There are a lot of threads on sharpening and de-rustifying, so I'm not going to comment on those. The 78 is a good plane, but yours is missing the fence and the depth stop. I can't tell from the photos, but you may also be missing the nicker that lets it work easily across the grain.

Without those, especially the fence, that plane is... well, not useless, but a lot harder to use. It will still work fine for cleaning up tenons and things like that, but using it to actually cut rabbets is going to be a challenge. If you want to try anyway, here's my advice:

1) Clean and sharpen it, and make sure the sole is exactly perpendicular to at least one of the sides.

2) Mark the width and depth of the rabbet with a knife, and, especially if you're going cross grain, score it as deeply as you reasonably can.

3) Start cutting with the plane tipped sideways, so one corner is in the score line. Make a few passes that way.

4) Once a good trough is established (2 or 3 passes in pine, a few more in hardwood), start tilting the plane back to level, letting the trough guide the edge.

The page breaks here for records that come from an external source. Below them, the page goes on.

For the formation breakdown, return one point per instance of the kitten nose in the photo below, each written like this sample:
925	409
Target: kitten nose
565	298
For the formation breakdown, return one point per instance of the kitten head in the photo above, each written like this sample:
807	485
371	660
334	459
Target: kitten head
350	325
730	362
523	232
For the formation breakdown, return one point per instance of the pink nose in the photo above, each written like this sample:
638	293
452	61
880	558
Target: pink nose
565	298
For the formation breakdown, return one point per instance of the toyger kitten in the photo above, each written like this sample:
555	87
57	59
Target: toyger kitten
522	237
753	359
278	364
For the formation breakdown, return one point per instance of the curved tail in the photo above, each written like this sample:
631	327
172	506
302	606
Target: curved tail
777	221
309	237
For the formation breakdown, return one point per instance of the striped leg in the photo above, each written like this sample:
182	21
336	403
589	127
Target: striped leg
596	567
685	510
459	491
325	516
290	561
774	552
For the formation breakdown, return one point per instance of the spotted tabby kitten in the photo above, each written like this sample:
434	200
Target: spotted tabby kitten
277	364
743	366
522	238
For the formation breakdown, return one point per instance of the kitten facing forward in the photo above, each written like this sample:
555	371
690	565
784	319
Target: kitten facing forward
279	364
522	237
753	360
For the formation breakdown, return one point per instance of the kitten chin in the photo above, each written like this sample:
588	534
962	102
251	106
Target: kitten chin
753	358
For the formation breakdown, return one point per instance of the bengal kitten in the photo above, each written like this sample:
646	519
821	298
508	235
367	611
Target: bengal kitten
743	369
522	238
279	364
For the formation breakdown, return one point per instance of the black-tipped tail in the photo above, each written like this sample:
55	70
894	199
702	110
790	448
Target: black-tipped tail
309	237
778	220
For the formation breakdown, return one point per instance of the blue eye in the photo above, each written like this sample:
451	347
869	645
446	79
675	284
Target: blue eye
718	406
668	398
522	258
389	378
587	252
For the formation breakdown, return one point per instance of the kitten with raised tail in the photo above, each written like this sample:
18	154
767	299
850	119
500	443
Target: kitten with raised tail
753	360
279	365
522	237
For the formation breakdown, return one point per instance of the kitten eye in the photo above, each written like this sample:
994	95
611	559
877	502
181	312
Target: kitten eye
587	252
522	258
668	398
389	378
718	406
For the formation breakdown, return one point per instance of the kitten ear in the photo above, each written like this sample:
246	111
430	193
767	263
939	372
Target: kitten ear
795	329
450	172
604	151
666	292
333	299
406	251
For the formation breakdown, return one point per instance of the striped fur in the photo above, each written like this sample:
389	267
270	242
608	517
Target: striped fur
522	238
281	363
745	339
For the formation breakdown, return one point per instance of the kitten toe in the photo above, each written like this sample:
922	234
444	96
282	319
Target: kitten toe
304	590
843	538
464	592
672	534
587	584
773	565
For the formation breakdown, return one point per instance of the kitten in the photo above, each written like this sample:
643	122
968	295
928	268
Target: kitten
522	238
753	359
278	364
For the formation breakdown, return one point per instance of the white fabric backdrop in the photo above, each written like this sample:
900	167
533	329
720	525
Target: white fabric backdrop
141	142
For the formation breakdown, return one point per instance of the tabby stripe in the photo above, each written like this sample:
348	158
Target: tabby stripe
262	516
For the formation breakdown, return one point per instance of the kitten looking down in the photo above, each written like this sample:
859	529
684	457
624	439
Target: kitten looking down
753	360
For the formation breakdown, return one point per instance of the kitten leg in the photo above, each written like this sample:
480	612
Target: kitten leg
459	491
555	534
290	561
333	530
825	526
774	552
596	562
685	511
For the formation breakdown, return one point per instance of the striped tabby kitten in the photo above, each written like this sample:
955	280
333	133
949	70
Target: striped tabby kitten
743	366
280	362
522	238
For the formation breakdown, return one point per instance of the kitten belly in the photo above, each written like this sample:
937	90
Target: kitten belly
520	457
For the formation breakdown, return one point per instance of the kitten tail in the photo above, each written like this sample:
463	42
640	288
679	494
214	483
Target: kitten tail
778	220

5) Once the plane is flat, make sure the shoulder you've established is perpendicular to the surface of the wood (you may need clean it up with the plane tipped on its side), plane down to the depth you marked.

I've done this with an old skewed rabbet plane that had no fence, and it worked fine. It takes some practice, though, so start out working on a piece of wood that doesn't matter.


----------



## Dave Paine (May 30, 2012)

A good find. I would start with the Sargent, since it looks to be in decent condition and is a useful size. The knob and tote look sound, just need to be sanded and refinished.

FYI, this is a thread on cleaning up my Sargent, which looked a lot worse than yours, but now looks almost new.

http://www.woodworkingtalk.com/f11/latest-rust-bucket-planes-46494/

I would then work on the Craftsman. The blade looks like it has lost some length due to sharpening.

Good luck and post updates as you go.


----------



## railaw (Nov 15, 2011)

amckenzie4 said:


> There are a lot of threads on sharpening and de-rustifying, so I'm not going to comment on those. The 78 is a good plane, but yours is missing the fence and the depth stop. I can't tell from the photos, but you may also be missing the nicker that lets it work easily across the grain.
> 
> Without those, especially the fence, that plane is... well, not useless, but a lot harder to use. It will still work fine for cleaning up tenons and things like that, but using it to actually cut rabbets is going to be a challenge. If you want to try anyway, here's my advice:
> 
> ...


You can still get replacement parts from Stanley for the 78. It'll cost almost as much as your entire purchase, but you can get the rod, thumb screw, depth stop and screw and nicker at stanleytoolparts.com.


----------



## wood_chucker (Oct 18, 2012)

Thanks for the replies with the 78 I didn't really know what it was when I got it. I figured I would use it for cleaning up tennons and such since the blade reaches all the way to the edge. I'm not a hand tool exclusivr guy I usually do rabbets with my router anyway. I 
cant wait to get started cleaning em up and will definitley post pics of my progress.


----------